La crescita infelice

 

Che nell’acquario di casa non possa crescere una balena è una affermazione che non ha bisogno di dimostrazioni. Che su un pianeta di cui conosciamo le dimensioni e i meccanismi che regolano la vita non possa crescere all’infinito una popolazione umana, che per giunta pretende di far crescere indefinitamente anche i consumi pro capite, ben lo sanno gli scienziati, ed è facile farlo capire a un bambino; eppure la maggior parte dei politici e degli economisti si rifiutano di ammettere questa banale verità, al punto di trascinare il mondo attraverso un presente complicato e verso un futuro drammatico.

 

Il capitalismo, avendo nascosto sotto l’asettica virtualità del capitale la realtà di un pianeta complesso e limitato, ha portato l’economia mondiale in una sfera ideale di numeri che possono moltiplicarsi e crescere all’infinito.
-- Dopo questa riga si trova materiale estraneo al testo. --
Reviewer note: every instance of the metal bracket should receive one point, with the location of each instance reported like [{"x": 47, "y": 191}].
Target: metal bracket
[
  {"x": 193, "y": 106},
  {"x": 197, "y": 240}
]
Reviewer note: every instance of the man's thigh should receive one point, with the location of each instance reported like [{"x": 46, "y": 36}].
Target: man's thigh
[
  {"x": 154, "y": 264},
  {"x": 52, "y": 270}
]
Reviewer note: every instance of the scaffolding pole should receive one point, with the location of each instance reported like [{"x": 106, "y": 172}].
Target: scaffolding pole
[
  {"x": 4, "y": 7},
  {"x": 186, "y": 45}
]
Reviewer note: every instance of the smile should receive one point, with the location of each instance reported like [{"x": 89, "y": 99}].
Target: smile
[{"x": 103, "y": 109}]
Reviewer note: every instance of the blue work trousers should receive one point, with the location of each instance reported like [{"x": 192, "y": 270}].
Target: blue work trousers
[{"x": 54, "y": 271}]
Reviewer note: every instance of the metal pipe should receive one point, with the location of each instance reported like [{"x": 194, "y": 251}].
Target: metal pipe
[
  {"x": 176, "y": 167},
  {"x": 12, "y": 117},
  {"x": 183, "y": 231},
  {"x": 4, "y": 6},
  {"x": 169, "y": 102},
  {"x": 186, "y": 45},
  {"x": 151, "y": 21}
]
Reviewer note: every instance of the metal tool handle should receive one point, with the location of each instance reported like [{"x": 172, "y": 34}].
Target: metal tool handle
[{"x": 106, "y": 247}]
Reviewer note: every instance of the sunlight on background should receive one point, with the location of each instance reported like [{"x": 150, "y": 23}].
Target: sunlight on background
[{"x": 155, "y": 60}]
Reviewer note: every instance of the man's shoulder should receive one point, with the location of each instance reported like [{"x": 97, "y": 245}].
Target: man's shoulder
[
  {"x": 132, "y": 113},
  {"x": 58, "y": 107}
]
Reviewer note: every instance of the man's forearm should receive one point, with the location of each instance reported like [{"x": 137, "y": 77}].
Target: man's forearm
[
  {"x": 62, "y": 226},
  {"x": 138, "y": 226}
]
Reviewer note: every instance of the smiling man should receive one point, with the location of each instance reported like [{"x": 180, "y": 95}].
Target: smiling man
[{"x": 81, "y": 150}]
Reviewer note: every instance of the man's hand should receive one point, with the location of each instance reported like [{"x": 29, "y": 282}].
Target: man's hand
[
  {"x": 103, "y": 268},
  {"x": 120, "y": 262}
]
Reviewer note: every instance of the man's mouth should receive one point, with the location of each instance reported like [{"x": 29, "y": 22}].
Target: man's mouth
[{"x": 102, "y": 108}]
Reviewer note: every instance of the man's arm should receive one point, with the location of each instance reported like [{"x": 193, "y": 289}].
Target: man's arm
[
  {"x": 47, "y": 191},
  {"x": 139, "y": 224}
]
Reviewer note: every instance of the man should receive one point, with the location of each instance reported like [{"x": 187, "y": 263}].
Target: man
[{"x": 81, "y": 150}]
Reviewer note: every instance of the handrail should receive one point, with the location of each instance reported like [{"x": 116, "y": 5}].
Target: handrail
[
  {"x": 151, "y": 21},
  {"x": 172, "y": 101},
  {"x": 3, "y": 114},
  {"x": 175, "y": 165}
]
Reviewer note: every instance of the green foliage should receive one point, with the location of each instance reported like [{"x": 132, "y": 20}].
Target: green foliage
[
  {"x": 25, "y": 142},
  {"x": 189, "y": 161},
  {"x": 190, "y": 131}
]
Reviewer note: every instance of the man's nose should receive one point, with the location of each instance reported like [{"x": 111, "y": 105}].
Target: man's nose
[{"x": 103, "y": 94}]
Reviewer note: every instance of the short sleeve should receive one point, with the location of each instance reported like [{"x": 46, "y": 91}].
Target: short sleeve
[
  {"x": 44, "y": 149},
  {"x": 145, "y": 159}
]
Questa illusione ci ha accompagnato lungo almeno due secoli di progresso inimmaginabile, lungo i quali la popolazione mondiale è passata da poco meno di un miliardo ai quasi 7 miliardi e mezzo di oggi. Ciò ci ha convinti che l’unico possibile progresso fosse crescere, fare in modo che crescano sempre più velocemente i consumi di risorse da parte della specie umana e la sua occupazione di “spazio ambientale”, estromettendo la quasi totalità delle specie esistenti in ogni angolo del pianeta che si va a colonizzare.
L’unica preoccupazione è come sostituire le risorse che via via presentano delle criticità quantitative o ambientali: e così dal legno si è passati al carbone, affiancato presto dal petrolio e poi dal più pulito metano. Ora gli scisti bituminosi sembrano poter sostituire il fallimento economico del nucleare…e poi ci sarà il solare…e poi, e poi…chissà. La virtualità numerica del capitale misura solo quantità. Ma oggi gli scienziati lanciano l’allarme sulla distruzione dei meccanismi ecologici che garantiscono la vita sulla Terra; parliamo dei cosiddetti “global change”, i cambiamenti globali: la crisi climatica, la diffusione di materiali radioattivi e molecole tossiche prodotti dall’uomo, l’estinzione crescente di specie, ecc.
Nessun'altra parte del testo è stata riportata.